A small, lightweight UI component demonstrating an animated "pulse" effect for buttons. This project shows how to combine simple HTML, CSS, and JavaScript to create an accessible, responsive, and customizable button animation that can be dropped into any web project.
- HTML
- Responsible for the semantic structure and the button element markup.
- Uses accessible button markup (role, aria attributes where appropriate).
- CSS
- Handles all visual styling and animations (pulse, transitions).
- Uses CSS variables for easy theming and customization.
- Uses modern layout techniques (flexbox) and prefers hardware-accelerated transforms.
- JavaScript
- Adds interaction hooks (e.g., click/touch, keyboard activation).

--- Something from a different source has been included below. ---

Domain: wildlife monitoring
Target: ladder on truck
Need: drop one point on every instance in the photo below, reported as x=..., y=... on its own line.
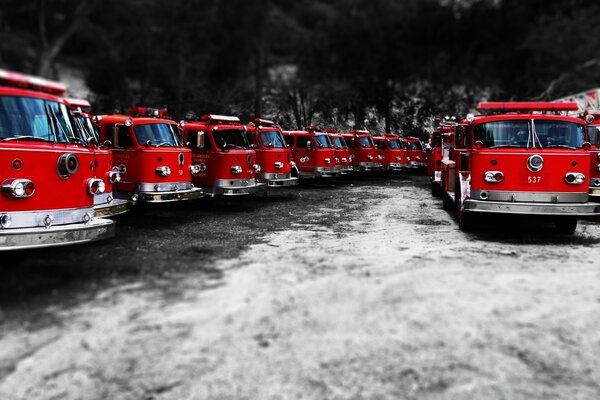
x=587, y=101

- Optionally toggles classes, handles cleanup of animation elements, and exposes a small API to programmatically trigger the pulse.
- Keeps behavior unobtrusive: if JS is disabled the button still degrades gracefully (basic styling and click behavior remain).
- Smooth pulse animation on hover/focus/click
- Lightweight — minimal CSS and JS
- Customizable via CSS variables:
- --pulse-color
- --pulse-duration
- --pulse-scale
- Accessible: supports keyboard focus styles and ARIA-friendly markup
- Responsive: scales and looks good across device sizes
- Graceful fallback when JavaScript is disabled
git clone https://github.com/mihaiapostol14/pulse-button-effct.git
cd pulse-button-effct- Button uses native element to preserve keyboard behavior.
- Focus states are clearly visible; the pulse is present on focus for keyboard users.
- Ensure color contrast of the base button label meets WCAG guidelines when adjusting colors.
This component uses modern CSS features (transforms, transitions, CSS variables). It works in current evergreen browsers:
- Chrome
- Edge
- Firefox
- Safari
If you need to support older browsers that lack CSS variable support, consider providing fallback values or pre-processing CSS to static values.
Contributions are welcome. Please open issues for bugs or feature requests, and submit pull requests for fixes or improvements. Keep changes focused and include tests or a demo where applicable.
Suggested workflow:
- Fork the repo
- Create a feature branch
- Make changes and add examples
- Open a pull request describing your changes
This project is offered under the MIT License. See the LICENSE file for details.